In an amended federal settlement agreement reached this year — a second, separate settlement from 2012’s National Mortgage Settlement — 13 mortgage service firms are required to pay $9.3 billion to resolve faulty foreclosures.

The agreement replaced orders made in 2011 for mortgage servicers to do case-by-case reviews of foreclosures — which was known as the Independent Foreclosure Review. Instead, servicers must compensate borrowers directly they have already identified as being harmed, the Federal Reserve Board and Office of the Comptroller of the Currency said.

The deal involves these servicers: Aurora, Bank of America, Citi, Goldman Sachs, HSBC, JPMorgan Chase, MetLife Bank, Morgan Stanley, PNC, Sovereign, SunTrust, U.S. Bank, and Wells Fargo.

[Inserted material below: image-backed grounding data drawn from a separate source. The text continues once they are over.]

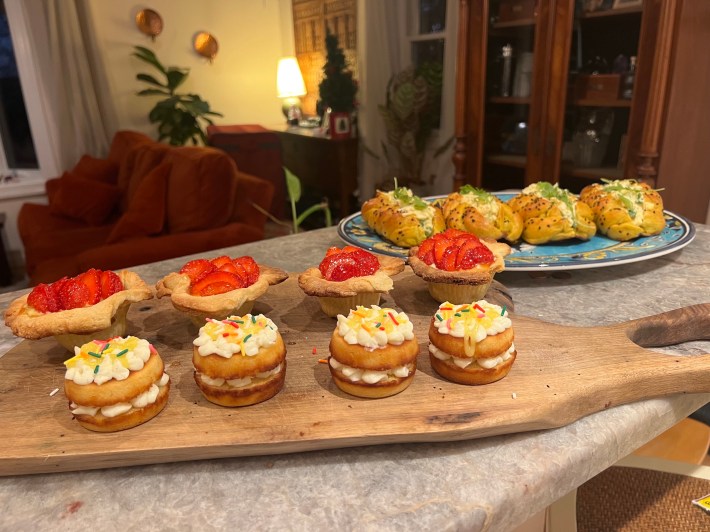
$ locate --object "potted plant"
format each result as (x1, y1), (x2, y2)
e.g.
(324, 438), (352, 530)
(318, 31), (358, 139)
(377, 62), (452, 190)
(133, 46), (222, 146)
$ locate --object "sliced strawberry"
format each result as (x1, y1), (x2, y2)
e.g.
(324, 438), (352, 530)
(190, 271), (245, 296)
(180, 259), (215, 284)
(348, 248), (379, 276)
(433, 238), (453, 269)
(421, 248), (435, 265)
(440, 246), (459, 271)
(217, 261), (239, 275)
(233, 256), (259, 285)
(210, 255), (232, 269)
(417, 238), (436, 260)
(324, 247), (341, 257)
(77, 268), (102, 305)
(442, 228), (468, 239)
(99, 270), (124, 299)
(457, 245), (495, 269)
(342, 245), (361, 253)
(57, 278), (91, 310)
(27, 283), (61, 313)
(320, 254), (359, 281)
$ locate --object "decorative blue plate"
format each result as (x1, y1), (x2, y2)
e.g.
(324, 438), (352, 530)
(337, 193), (696, 271)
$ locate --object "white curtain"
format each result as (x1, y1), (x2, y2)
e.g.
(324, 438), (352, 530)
(356, 0), (403, 203)
(17, 0), (116, 171)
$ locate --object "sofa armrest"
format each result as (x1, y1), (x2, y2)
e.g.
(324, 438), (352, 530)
(231, 170), (275, 229)
(76, 223), (264, 275)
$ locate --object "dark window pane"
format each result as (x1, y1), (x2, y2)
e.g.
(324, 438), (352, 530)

On March 18 this year more than 4.2 million people nationally were sent postcard notices about payments they will receive from the agency hired to handle payments — Rust Consulting. For more information, call 1-888-952-9105.

“Over the next eight weeks, checks will be going to people who have had errors in their foreclosure process,” said Bill Grassano, a spokesman for the U.S. Office of the Comptroller of the Currency. “The amount that they will receive could be a few hundred dollars on up to several thousand, depending on the type of error.”

The postcard is not asking foreclosed borrowers to do anything, Grassano said.

“It’s to give them a heads up a check is coming and let them know to look for it,” he said.

A new report released Thursday by the U.S. Government Accountability Office found that the Independent Foreclosure Review process has been complex, regulator guidance was too broad, and there was limited monitoring for consistency in results to harmed borrowers. Those things impeded the ability of the bank regulators to meet the goals of the foreclosure review, which were to identify as many hurt borrowers as possible and compensate them, according to the U.S. GAO.

Delays in the process and lack of regular communication with borrowers has undermined transparency and public confidence in the foreclosure review, according to the report’s findings.